When I think of street photography, I think of people, their candidness and their everydayness being, all-at-once, seen. Of subways and hopskotch and running late. Being at work or having no place to be. Ordinary stuff made visible. 

I don’t really think of the streets themselves, only of all these strangers and their lives witnessed, if just for a brief moment.

When I go out with my camera now, though, there is nothing but emptied student rental houses, closed shops, and wide streets to witness. All the actors are gone, and I’m left on a closed set, an emptied plastic bag blowing by occasionally like a tumbleweed along the pavement. Cinematic.

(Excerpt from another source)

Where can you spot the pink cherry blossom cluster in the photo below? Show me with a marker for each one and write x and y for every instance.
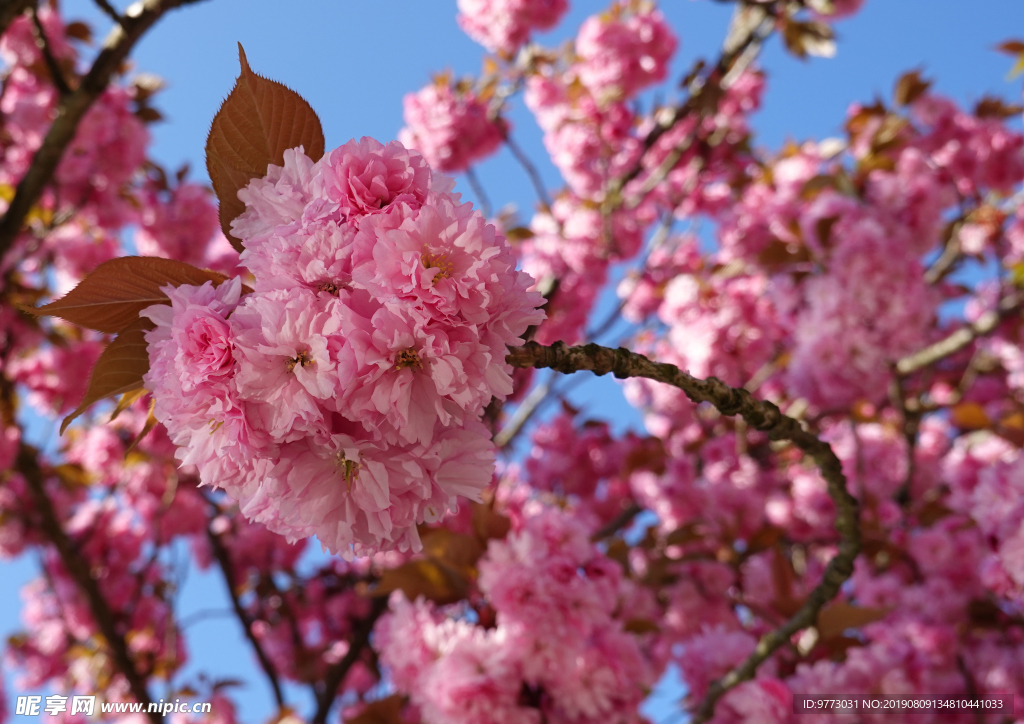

And all the more so because of spring, which officially began three days after Governor Wolf declared a state of emergency in Pennsylvania. Since then, serviceberry, redbud, dogwood, and magnolia trees across town have blossomed pink and white while birds chatter in the light mornings. All ready to shoot. Ready for anyone to say, “Action!”

***

The other night, I walked down the middle of the street on my way home from a stroll. I heard the kick of a crushed Coke can and caught eyes, through the windows of the parked car between us, with a deer. I didn’t move and neither did the deer; I don’t know how long we stared at each other from either side of the car. Then I heard others move on the sidewalk behind me, and turned to see four more. They weren’t nervous as deer usually are, the one by the car slowly making its way in front of the hood, passing not three feet from me (closer than I’ve been to humans in many weeks), and joining the rest on the other side of the street. They slowly walked up the sidewalk together, as if walking home but having nothing to do once they get there. And I kept walking, too, in the opposite direction, inexplicably sad to leave them. 

And I thought of an essay Annie Dillard wrote about a weasel and a moment she’d locked eyes with it and very briefly, shockingly, traded brains. She wrote that she learned then “the weasel lives in necessity and we live in choice, hating necessity.” For the time being, though–for the pandemic–we are living in necessity and not in choice, as the weasels and the deer. This is what crises do, shift our methods and our expectations for being. And maybe this is why the deer were so content to be near me. And why, on the streets, I feel like an actor with no fellow cast members and no director, playing the part of the person still living in choice.

As the deer left me, I wished at first that I'd had my camera. Then, I wished instead–as if making the right wish truly mattered–that I could go with them, that I could, like Dillard and her weasel, “very calmly go wild.” But for now, I’ll put off wildness, I’ll keep taking street shots, and keep witnessing an altered ordinary.